You cannot take anything that Donald Trump says at face value or as true. He will surround himself with Black people, call half of them “my African American” as if he owns them or picked them out at Old Navy; tweet about how all of “his” African Americans are tremendous; and then screw you anyway. To be sure, it is unlikely that any of these HBCU leaders actually believe Trump will help them, but their politic responses mask the impolitic nature of what seems to be a veiled attack on HBCU funding.
They can’t even rely on having a strong advocate within the cabinet. Do you know who is advising the Education Department on issues related to HBCUs? Omarosa Manigault. What in Ms. Manigault’s work history suggests that she is in any way qualified to advise Trump on education issues? She has a bachelor’s degree in broadcast journalism and, save a brief stint as a 23-year-old working in Vice President Al Gore’s office during the Clinton administration, has spent most of her adult life collaborating with Trump on various reality TV shows.
It doesn’t exactly breed confidence (though she did attend historically Black colleges, and that seems to suffice for the president).

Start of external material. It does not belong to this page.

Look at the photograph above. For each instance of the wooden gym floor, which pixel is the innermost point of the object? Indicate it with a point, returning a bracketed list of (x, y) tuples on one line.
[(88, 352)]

And those twin say-nothing press releases that Trump and DeVos issued on Sunday? Both statements feature prominently DeVos’ upcoming commencement speech at Bethune-Cookman University, a Florida HBCU founded by education and civil rights activist Dr. Mary McLeod Bethune. The speech has sparked campus protests by students presumably irritated about being used as a prop for the Trump administration to demonstrate his “unwavering support” for his tremendous African-Americans and still gobsmacked by DeVos’ foolish comments that HBCUs were established in the spirit of school choice and not because white people refused to let Black people go to school with them.
Trump and DeVos’ statements amounted to a lot of handwaving about the HBCU budgets and informal reassurances of unwavering support, followed by a “Look over there! Bethune-Cookman!” misdirect.
Enough is enough. It’s time for the leaders and presidents of historically Black colleges and universities to stop falling for the okey doke when it comes to Donald Trump and Betsy DeVos.
The White House is teeming with white nationalists. Donald Trump, who spent six years down a racist rabbit hole of birtherism, is likely one bad news cycle away from asking on national television why there isn’t a White Entertainment Television or designating a 31-day month as White History Month.
This is not a man who intends to do anything to help Black people in this country. The sooner everyone realizes it, the better off we’ll all be.